Ich bin blutiger Java Anfänger und stehe vor folgender Aufgabe:
Schreiben Sie ein Programm Gitter.java das eine Datei von Standard-Input einliest, damit ein char-Array erzeugt und diese Array wieder auf StdOut ausgibt. Die Datei hat hierbei das folgende Format: Die ersten beiden Zahlen in der Datei geben die Anzahl der Zeilen bzw. Spalten der zu erzeugenden Matrix an. Die darauf folgenden Zahlen- werte codieren dann zeilenweise den Inhalt des Arrays.

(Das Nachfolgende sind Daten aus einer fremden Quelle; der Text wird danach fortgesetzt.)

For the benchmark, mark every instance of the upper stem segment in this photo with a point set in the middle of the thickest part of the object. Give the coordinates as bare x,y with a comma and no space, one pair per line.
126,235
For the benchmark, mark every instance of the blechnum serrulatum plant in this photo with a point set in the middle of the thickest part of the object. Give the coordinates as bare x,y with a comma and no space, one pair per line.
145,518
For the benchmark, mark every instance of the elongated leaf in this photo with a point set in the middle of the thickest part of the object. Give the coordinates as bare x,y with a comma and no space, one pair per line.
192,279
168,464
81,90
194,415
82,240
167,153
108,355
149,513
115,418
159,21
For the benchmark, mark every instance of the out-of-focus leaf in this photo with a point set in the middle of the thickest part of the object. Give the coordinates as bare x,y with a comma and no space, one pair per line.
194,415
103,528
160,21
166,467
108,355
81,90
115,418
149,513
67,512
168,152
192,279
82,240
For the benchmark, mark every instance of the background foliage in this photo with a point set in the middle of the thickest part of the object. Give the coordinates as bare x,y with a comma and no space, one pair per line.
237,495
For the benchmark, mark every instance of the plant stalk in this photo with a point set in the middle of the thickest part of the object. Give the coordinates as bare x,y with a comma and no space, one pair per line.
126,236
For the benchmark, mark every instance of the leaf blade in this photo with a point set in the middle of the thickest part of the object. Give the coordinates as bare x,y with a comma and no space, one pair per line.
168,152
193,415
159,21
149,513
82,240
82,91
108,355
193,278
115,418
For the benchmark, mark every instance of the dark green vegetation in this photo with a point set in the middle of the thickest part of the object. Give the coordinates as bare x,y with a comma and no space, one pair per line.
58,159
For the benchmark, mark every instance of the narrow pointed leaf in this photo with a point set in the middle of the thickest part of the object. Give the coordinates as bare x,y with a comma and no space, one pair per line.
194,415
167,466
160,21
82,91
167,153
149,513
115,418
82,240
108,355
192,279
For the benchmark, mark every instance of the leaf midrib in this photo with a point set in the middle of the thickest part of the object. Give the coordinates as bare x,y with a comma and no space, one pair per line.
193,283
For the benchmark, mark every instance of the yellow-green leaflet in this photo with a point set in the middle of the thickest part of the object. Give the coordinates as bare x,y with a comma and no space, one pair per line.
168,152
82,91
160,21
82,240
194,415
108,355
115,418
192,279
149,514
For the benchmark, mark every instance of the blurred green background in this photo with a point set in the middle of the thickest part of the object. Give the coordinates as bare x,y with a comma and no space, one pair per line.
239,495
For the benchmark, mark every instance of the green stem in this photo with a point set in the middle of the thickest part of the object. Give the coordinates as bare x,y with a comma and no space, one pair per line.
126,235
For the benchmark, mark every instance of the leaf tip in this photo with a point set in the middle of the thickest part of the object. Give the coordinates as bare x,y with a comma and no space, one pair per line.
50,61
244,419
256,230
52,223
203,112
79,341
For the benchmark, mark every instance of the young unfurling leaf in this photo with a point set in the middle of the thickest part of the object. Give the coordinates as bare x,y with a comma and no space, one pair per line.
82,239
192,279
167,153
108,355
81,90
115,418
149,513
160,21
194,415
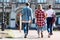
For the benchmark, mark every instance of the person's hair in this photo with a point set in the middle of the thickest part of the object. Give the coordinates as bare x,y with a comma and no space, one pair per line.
27,4
50,6
39,5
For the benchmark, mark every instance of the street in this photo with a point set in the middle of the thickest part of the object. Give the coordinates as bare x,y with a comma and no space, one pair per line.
16,35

Hierbei wird eine 0 im Array zu 'O',
eine 1 zu 'X' und eine 2 zu 'Y'. Beispiel: Enthält die Datei die Daten
23002102
so wird dann daraus ein Array der Form.
OOY
XOY

Nun mein erstes Problem ist direkt das ich schon lange gesucht habe nach der richtigen Methode für das einlesen der Datei, also meine StdIn Methode aber leider erfolglos! Ich habe keinen Schimmer wie ich z.B. die ersten beiden ints meiner Datei extrahiere um daraus die Zeilen und Spalten festzulegen. Oder wie lese ich jeden Wert der Datei einzeln ein...
Ich würde mich sehr über schnelle Antworten freuen...
Vielen Dank


----------



## maki (21. Jan 2011)

*verschoben*

Was hast du denn bereits?


----------



## JackMoonyM. (21. Jan 2011)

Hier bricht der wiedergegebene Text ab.